Other methods to form methyldiboranes include heating trimethylborane with hydrogen. Alternatively trimethylborane reacts with borohydride salts with in the presence of hydrogen chloride, aluminium chloride, or boron trichloride. If the borohydride is sodium borohydride, then methane is a side product. If the metal is lithium then no methane is produced. dimethylchloroborane and methyldichloroborane are also produced as gaseous products.

When Cp_{2}Zr(CH_{3})_{2} reacts with borane dissolved in tetrahydrofuran, a borohydro group inserts into the zirconium carbon bond, and methyl diboranes are produced.

In ether dimethylcalcium reacts with diborane to produce dimethyldiborane and calcium borohydride:
Ca(CH_{3})_{2} + 2 B_{2}H_{6} → Ca(BH_{4})_{2} + B_{2}H_{4}(CH_{3})_{2}

1,2-dimethyldiborane slowly converts on standing to 1,1-dimethyldiborane.

Gas chromatography can be used to determine the amounts of the methyl boranes in a mixture. The order they elute are diborane, monomethyldiborane, trimethylborane, 1,1-dimethyldiborane, 1,2-dimethyldiborane, trimethyldiborane, and finally tetramethyldiborane.

==Selected properties==
1,1-Dimethyldiborane has a dipole moment of 0.87 d.
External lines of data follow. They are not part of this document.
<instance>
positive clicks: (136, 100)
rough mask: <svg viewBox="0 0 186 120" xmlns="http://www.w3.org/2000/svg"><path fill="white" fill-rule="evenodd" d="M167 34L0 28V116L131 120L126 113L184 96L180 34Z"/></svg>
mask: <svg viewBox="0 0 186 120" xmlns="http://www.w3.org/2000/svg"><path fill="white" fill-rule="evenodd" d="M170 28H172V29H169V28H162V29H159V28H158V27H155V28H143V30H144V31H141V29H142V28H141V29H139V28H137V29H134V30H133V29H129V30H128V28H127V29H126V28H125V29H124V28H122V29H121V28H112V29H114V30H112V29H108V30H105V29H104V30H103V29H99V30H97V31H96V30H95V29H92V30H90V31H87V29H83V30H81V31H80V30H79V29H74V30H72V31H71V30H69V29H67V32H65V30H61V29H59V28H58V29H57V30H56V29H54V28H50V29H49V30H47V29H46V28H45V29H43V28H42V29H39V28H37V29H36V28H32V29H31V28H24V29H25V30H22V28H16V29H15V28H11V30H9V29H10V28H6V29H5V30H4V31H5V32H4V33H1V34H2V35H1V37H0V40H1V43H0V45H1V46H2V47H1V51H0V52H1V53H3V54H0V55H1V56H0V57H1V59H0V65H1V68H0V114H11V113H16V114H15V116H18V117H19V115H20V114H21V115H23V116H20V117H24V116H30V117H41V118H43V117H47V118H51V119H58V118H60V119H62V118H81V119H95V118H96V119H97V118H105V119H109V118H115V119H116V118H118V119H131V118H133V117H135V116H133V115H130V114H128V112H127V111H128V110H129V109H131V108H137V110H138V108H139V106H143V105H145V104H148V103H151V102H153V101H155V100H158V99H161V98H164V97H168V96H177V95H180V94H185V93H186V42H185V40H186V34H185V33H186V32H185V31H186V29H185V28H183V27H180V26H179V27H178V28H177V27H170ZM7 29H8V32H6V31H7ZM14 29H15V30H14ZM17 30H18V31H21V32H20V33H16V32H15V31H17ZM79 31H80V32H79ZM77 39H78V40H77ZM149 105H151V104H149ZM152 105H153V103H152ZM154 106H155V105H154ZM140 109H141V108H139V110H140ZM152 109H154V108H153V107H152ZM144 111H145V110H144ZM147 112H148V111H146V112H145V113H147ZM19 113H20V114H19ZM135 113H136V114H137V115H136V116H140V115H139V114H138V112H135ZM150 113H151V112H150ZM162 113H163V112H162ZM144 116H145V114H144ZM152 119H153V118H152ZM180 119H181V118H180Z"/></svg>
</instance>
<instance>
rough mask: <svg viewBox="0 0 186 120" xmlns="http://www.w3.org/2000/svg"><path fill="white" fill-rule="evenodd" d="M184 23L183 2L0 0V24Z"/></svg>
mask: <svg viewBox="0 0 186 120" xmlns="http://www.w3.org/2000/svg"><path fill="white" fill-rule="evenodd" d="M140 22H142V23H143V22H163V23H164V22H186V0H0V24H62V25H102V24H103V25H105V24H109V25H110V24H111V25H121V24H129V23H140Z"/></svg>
The predicted heat of formation for the liquid is ΔH^{0}_{f}=-31 kcal/mol, and for the gas -25 kcal/mol. Heat of vapourisation was measured at 5.5 kcal/mol.

==Reactions==
At −78.5 °C, methyldiborane disproportionates slowly, first to diborane and 1,1-dimethyldiborane. In solution methylborane is more stable against disproportionation than dimethylborane.

2 MeB_{2}H_{5} → 1,1-Me_{2}B_{2}H_{4} + B_{2}H_{6}, K = 2.8, Me = CH_{3}
3 [1,1-Me_{2}B_{2}H_{4}] → 2 Me_{3}B_{2}H_{3} + B_{2}H_{6}, K = 0.00027

Trimethyldiborane partially disproportionates over a period of hours at room temperature to yield tetramethyldiborane and 1,2-dimethyldiborane. Over a period of weeks 1,1-dimethyldiborane appears as well.

Gentler oxidation of 1,1-dimethyldiborane at 80 °C yields 2,5-dimethyl-1,3,4-trioxadiboralane, a volatile liquid that contains a ring of two boron and three oxygen atoms. An intermediate in this reaction is two molecules of dimethylborylhydroperoxide (CH_{3})_{2}BOOH. (CAS 41557-62-5) When methyldiborane is oxidised around 150 °C a similar substance methyltrioxadiboralane is produced. At the same time dimethyltrioxadiboralane and trimethylboroxine are also formed, and also hydrocarbons, diborane, hydrogen, and dimethoxyborane (dimethyl methylboronic ester).